We are still trapped within the age-old inequalities and violent class
conflicts, with no solutions in sight and yet we dream of an ideal state.
Social cohesion and human dignity lie at the core of inclusive growth.
Rapid pace of growth is unquestionably necessary for substantial poverty
reduction, but for this growth to be sustainable in the long run, it
should be broad-based across sectors, and inclusive of the large part of
the country’s labor force. This definition of inclusive growth implies a
direct link between the various determinants of growth.
The idea is that both the pace and pattern of growth are critical for
achieving a high sustainable growth record, as well as poverty reduction.

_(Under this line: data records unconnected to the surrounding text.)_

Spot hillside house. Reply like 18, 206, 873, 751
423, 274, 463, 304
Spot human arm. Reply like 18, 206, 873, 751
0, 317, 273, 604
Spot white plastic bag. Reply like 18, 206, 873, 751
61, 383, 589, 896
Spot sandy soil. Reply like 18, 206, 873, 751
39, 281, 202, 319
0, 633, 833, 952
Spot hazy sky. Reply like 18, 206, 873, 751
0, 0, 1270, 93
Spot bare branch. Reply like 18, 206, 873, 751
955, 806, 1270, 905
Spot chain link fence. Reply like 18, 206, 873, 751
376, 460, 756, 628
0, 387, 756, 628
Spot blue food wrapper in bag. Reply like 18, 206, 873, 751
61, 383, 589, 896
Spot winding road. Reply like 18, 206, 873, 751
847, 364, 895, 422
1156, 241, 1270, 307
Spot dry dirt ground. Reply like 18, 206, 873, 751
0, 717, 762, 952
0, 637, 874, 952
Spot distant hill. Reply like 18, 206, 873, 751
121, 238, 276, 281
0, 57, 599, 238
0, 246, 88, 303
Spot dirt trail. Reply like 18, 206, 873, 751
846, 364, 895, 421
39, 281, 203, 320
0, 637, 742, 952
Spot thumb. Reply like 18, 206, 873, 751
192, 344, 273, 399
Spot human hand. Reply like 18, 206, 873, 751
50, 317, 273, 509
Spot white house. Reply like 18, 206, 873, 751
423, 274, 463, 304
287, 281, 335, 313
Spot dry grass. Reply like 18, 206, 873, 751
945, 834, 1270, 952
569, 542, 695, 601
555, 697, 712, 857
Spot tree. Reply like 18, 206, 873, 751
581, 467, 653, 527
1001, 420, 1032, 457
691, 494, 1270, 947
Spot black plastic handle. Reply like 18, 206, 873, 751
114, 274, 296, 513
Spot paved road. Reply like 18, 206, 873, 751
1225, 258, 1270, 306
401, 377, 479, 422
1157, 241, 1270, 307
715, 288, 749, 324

Inclusiveness encompasses equity, equality of opportunity, market access
and employment transitions – is an essential ingredient of any successful
growth strategy. Systematic inequality of opportunity is “toxic” as it
will derail the growth process through political channels or conflict.
WHAT IS INCLUSIVE GROWTH?
The economics that disregard moral and sentimental considerations are like
waxworks that,being lifelike, still lack the life of the living flesh”
~Mahatma Gandhi
Inclusive growth is about raising the pace of growth and enlarging the
size of the economy, while leveling the playing field for investment and
increasing productive employment opportunities. Under the absolute
definition, growth is considered to be pro-poor as long as poor people
benefit in absolute terms, as reflected in some agreed measure of poverty.

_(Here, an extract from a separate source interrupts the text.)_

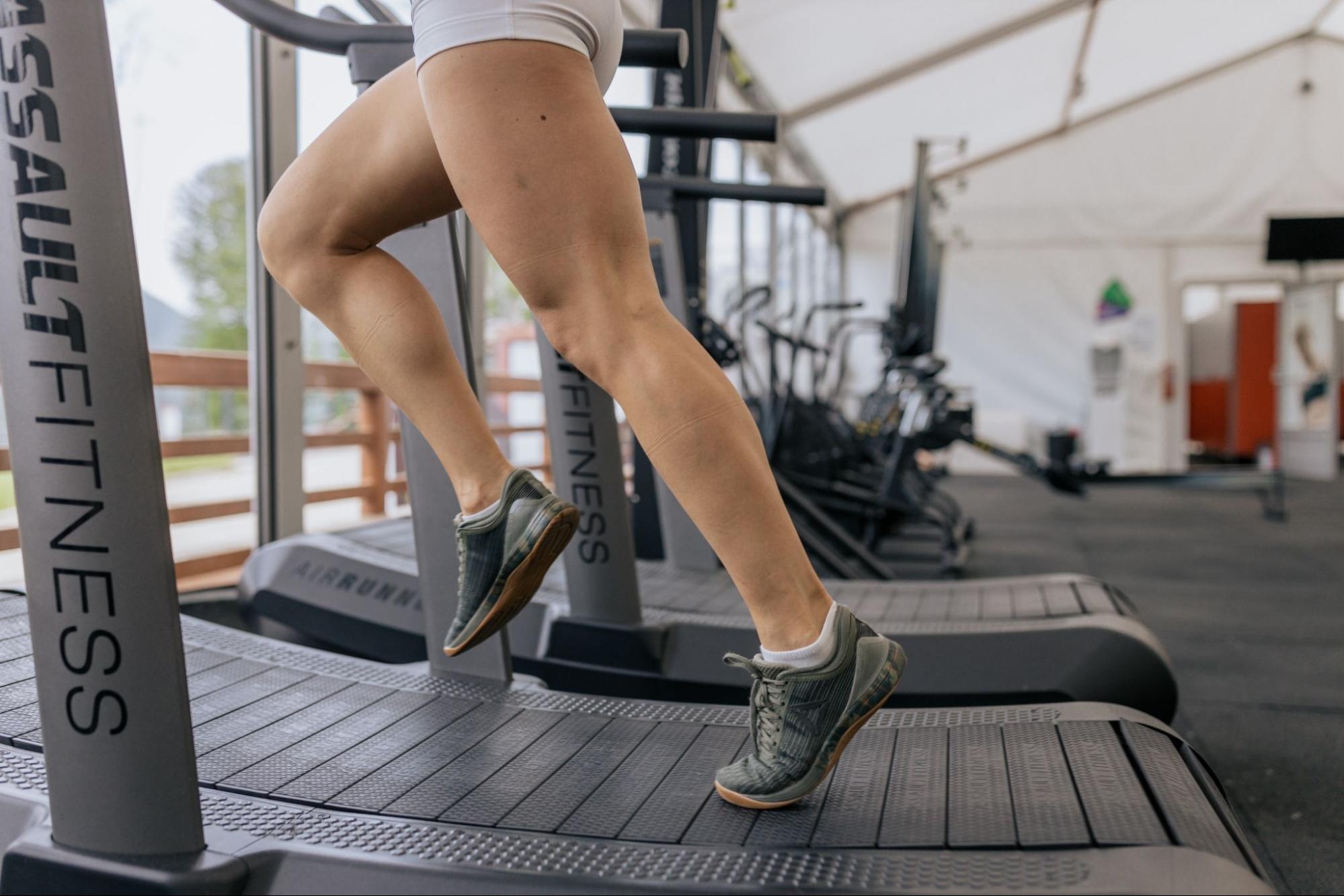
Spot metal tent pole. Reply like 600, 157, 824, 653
0, 0, 204, 860
247, 0, 304, 545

In contrast, in the relative definition, growth is “pro-poor” if and only
if the incomes of poor people grow faster than those of the population as
a whole, i.e., inequality declines. For growth to be inclusive,
productivity must be improved and new employment & engagement
opportunities created.
Inclusive growth is typically fueled by market-driven forces of growth
with the government playing a facilitating role. Policies for inclusive
growth are an important component of most government strategies for
sustainable growth. For instance, a country that has grown rapidly over a
decade, but has not seen substantial reduction in poverty rates may need
to focus specifically on the inclusiveness of its growth strategy, i.e. on
the equality of opportunity for individuals and firms.

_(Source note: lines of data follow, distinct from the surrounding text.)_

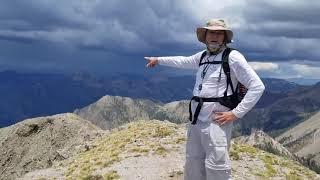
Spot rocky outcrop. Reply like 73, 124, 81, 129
234, 129, 296, 159
0, 113, 103, 179
22, 120, 319, 180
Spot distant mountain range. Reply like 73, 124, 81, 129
0, 71, 316, 127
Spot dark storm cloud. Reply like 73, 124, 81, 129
0, 0, 320, 77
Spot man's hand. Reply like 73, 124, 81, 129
213, 111, 238, 126
144, 57, 158, 67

Rapid pace of growth is unquestionably necessary for substantial poverty
reduction, but for this growth to be sustainable in the long run, it
should be increasingly broad-based across sectors, and inclusive of large
part of the country’s labor force. Policies for inclusive growth are an
important component of any government strategy for sustainable growth and
the framework for inclusive growth analytics are eclectic in spirit. The
main instrument for a sustainable and inclusive growth is assumed to be
productive employment & engagement. Employment growth generates new jobs
and income for the individual - from wages in all types of firms, or from
self employment, usually through owning a business in micro firms - while
productivity growth has the potential to lift the wages of those employed
and the returns to the self-employed.